Mikroorganizmalar, genellikle, % 70 ila 90 oranında organik, % 10 ila 30 oranında ise inorganik maddelerden meydana gelmişlerdir. Mikroorganizmaların özellikleri atıksuyun kimyasal bileşimine ve organik maddeyi stabilize ettikleri ortamın çevresel özelliklerine bağlıdır. Düşük pH, düşük azot, düşük oksijen, ve/veya yüksek hidrokarbonlar, aktif çamur kütlesi içerisinde mantarların baskın oluşuna neden olur. Mantarlar, genelde ipliksi yapıda olduklarından, aktif çamurun çökelme özelliklerini bozarlar ve son çökeltme havuzundan bakteri kaçmasına neden olurlar. Rotiferler, protozoalardan daha büyük olan çok hücreli hayvanlardır ve belirli bakteriler kadar yumaklı tanecikleri de yiyecek kaynağı olarak kullanırlar. Mutlak aerobturlar ve uzun çamur alıkonma süresine sahip ve kararlı işletilen aktif çamur süreçlerinde bulunurlar. Protozoalar gibi, bakterilere kıyasla toksik koşullara daha çok duyarlıdırlar.

Karbonlu maddelerin giderimi için gerekli olan oksijen gereksinimi, genelde 5 günlük "biyokimyasal oksijen ihtiyacı, (BOİ5)" deneyi ile saptanır. 5 günden daha büyük bir süreç için (örneğin 20 gün) sadece karbonlu maddelerin ayrışımında gerekli olan oksijen gereksiniminin saptanmasında, nitrifikasyon sürecinin inhibe edilmesi gerekir. Bu amaçla "allythiourea" kullanılır. Ön arıtımdan geçmiş veya geçmemiş atıksudaki BOİ5 giderim hızı, BOİ'nin çözünmüş, kolloidal ve askıdaki fraksiyonlarına bağlıdır. Evsel atıksu, genelde, % 30 ila 40 oranında çökelebilir BOİ5, aynı oranlarda kolloidal BOİ5, % 20 ila 40 oranında ise çözünmüş BOİ5 içerir. Bu oranlar, belde eğer, sıcak iklime sahipse ve kanalizasyon şebekesi içerisinde akan atıksuyun alıkonma süresi yüksekse değişecektir. Sıcaklık ile artan bakteriyel faaliyet, çökelebilir ve kolloidal BOİ5'in ayrışımını hızlandırır ve BOİ5'in çözünmüş fraksiyonu artar. Organik madde yükleme hızı sıcaklık ve istenen arıtım kalitesine bağlıdır. Genelde, birçok aktif çamur süreci, 0.15 ila 0.50 kg BOİ5 / kg MLSS . gün'lük karbonlu organik madde yükleme hızına ve 3 ila 30 gün'lük katı alıkonma süresine göre tasarımlanır. Çıkış suyu kalitesini bozan en önemli unsur yüksek askıda katı madde (AKM) konsantrasyonudur.

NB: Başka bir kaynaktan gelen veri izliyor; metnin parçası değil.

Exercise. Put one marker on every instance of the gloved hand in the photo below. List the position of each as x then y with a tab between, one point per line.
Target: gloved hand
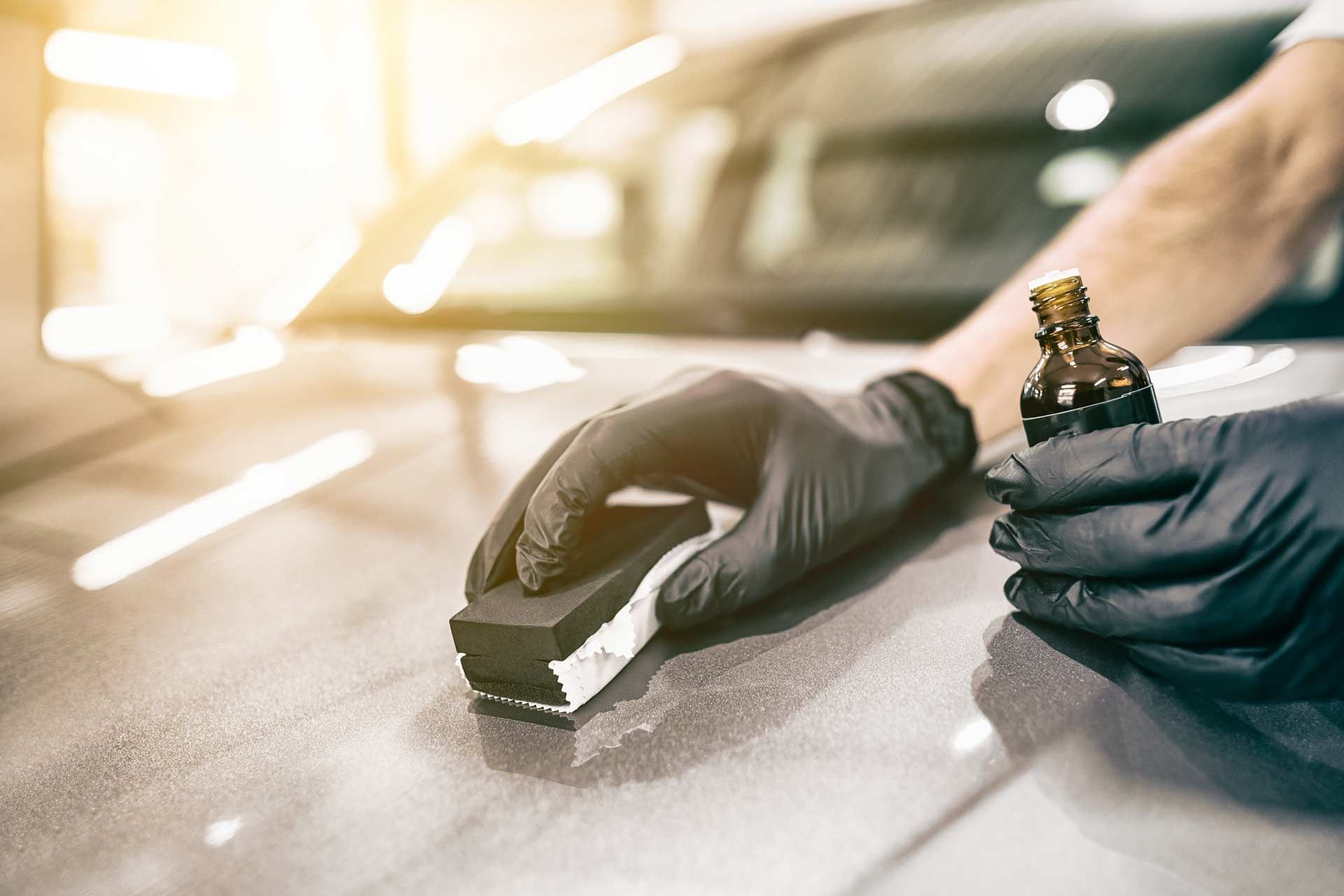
818	473
1215	546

Çıkış suyu içerisindeki mikrobiyal kütle BOİ5 konsantrasyonunu arttırır. Bu değer, süreç tasarımına bağlı olarak, toplam BOİ5'in % 10 ila 70'ine karşılık gelir. Bu nedenle, aktif çamur çıkış suyu mutlaka iyi bir çökeltimden geçirilmelidir. Çıkış suyu kalitesinin azalmasına neden olan diğer etmenler ise, yetersiz alıkonma süresi ve karışım, geri çevrim oranının düşük olması ve düşük oksijenlendirme kapasitesidir. Tipik evsel atıksuların arıtımı amacı ile iyi tasarımlanmış bir aktif çamur süreci, 5 mg/L veya daha düşük bir BOİ5 çıkış konsantrasyonu sağlayabilir. Maksimum debiye hizmet verecek şekilde tasarımlanmış son çökeltme havuzu çıkışında maksimum AKM konsantrasyonu 15 mg/L mertebesindedir. Özet olarak, sürecin potansiyel kapasitesi 10 mg/L BOİ5 ve 15 mg/L AKM'dir.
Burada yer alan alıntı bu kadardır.